Piece by Piece: mental notes


Brian Higgins

Staff reporter Madison Saviano explores hot topics and issues that students face in her weekly column Piece by Piece.

Madison Saviano, Staff Reporter

School is almost over. It’s all gone by so fast, as if my very first day of high school were only a few months ago, yet I swear I can hardly remember any of the time in between. 

There’s a quote that my mom’s always had on the fridge that reads “we do not remember days, we remember moments.” As far as a Post-It Note or hang it up quotes go, it’s certainly better than “live, laugh, love,” though maybe there’s something to that one too.

It’s true, though: we do not remember days. I don’t remember the day my dog died or the day I got a new one, I don’t remember the day I failed a test or the day I aced one. I can’t definitely remember much of anything in its entirety, regardless of how bad or good it was. 

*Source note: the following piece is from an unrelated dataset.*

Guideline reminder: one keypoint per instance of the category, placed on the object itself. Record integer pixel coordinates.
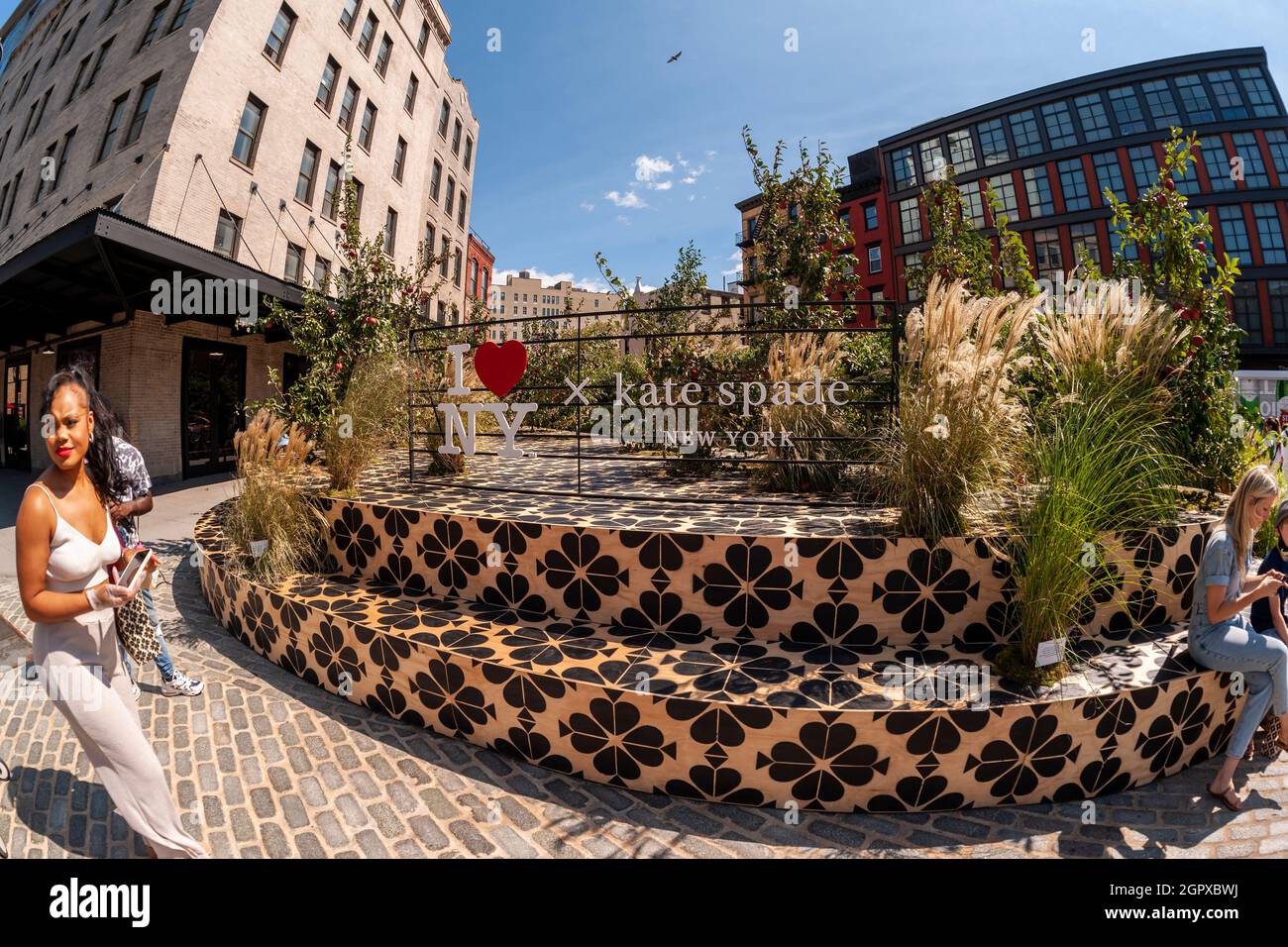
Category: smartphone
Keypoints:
(137, 564)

People say we remember the bad more than we do the good, but I don’t think that’s all true either. I think sometimes, at random stops along the way, we make mental checkpoints. 

There are so many completely random things I can recall as vividly as if I had just closed my eyes from being there. I remember one thing about the first day of high school. I remember my first class of that day was Photojournalism and we played a game with M&Ms and as if happening now, I can remember standing up slowly to share my fact about myself. That moment is admittedly of little significance, yet for whatever reason my brain decided to make a checkpoint there. Maybe it had a hunch that for years to come, I’d sit in that same spot.    

At some point as a kid, I realized this sort of brain hack: if you tell your brain to take a sort of mental freeze frame, you can remember it forever that way. I’ve used this before when I thought a moment was beautiful yet too boring or too ordinary to remember. When painting my friend’s living room one foggy morning, the coffee steam rose up and floated out the window so beautifully that I knew I had to immortalize it. Yet, nothing was happening and my brain has the unfortunate tendency of cutting out everything not densely packed, so I decided to make an imprint of it in my memory, and there it still is. 

Our brains automatically make checkpoints; they checkpoint the good, bad, and mundane. The range is all over the place. Sometimes, because of who knows what reason, the frequency gets a bit lopped, and our brains end up having made more negative ticks than positive ones. Unfortunate biology, concerning past, who knows. But I think we can offset whatever ‘bad’ checkpoints our chemistry has demanded if we just outnumber them with even more good ones. See, I don’t think our brains are inescapably wired to remember bad over good. We have some say in the matter, too.